Hackers linked to the Chinese government orchestrated two widespread phishing campaigns targeting journalists and opposition activists over a nine-month period.
The report, published by Citizen Lab in collaboration with the International Consortium of Investigative Journalists (ICIJ), discovered more than 100 malicious domains used to carry out the operations.
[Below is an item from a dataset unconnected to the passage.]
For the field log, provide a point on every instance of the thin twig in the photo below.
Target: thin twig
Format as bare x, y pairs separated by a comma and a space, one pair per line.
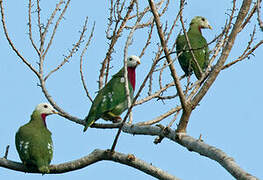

The campaigns primarily focused on journalists and members of diaspora communities from Tibet, Taiwan, Hong Kong, and the Uyghur region.
The goal of the attacks was to steal login credentials and potentially enable cyberespionage in the interests of the Chinese government.
The investigation uncovered two distinct threat actors, dubbed “Glitter Carp” and “Sequin Carp.” The Glitter Carp group leveraged convincing digital impersonation tactics in phishing emails such as posing as trusted individuals and mimicking security alerts from major technology companies. Targets included journalists reporting on China-related issues and activists from affected diaspora groups.
Separate findings from cybersecurity firm Proofpoint indicate that Glitter Carp has also targeted Taiwan’s semiconductor sector.
“We assess that the group behind this activity likely focuses exclusively on initial access to email-based accounts. This tactic may indicate a specific contract within China’s Military-Civil Fusion system that leverages civilian contractors, with other groups perpetuating DTR such as targeted surveillance, device compromise, and coordinated harassment campaigns,” Citizen Lab says.
The Sequin Carp campaign relied on fabricated personas and topical narratives designed to engage journalists covering China. However, researchers noted that this group frequently made operational errors, reducing the effectiveness of its efforts.
Both groups employed a technique involving social engineering to trick victims into granting access to third-party OAuth tokens. This method allows attackers to gain persistent access to email accounts by exploiting legitimate authentication systems, making the intrusion harder to detect.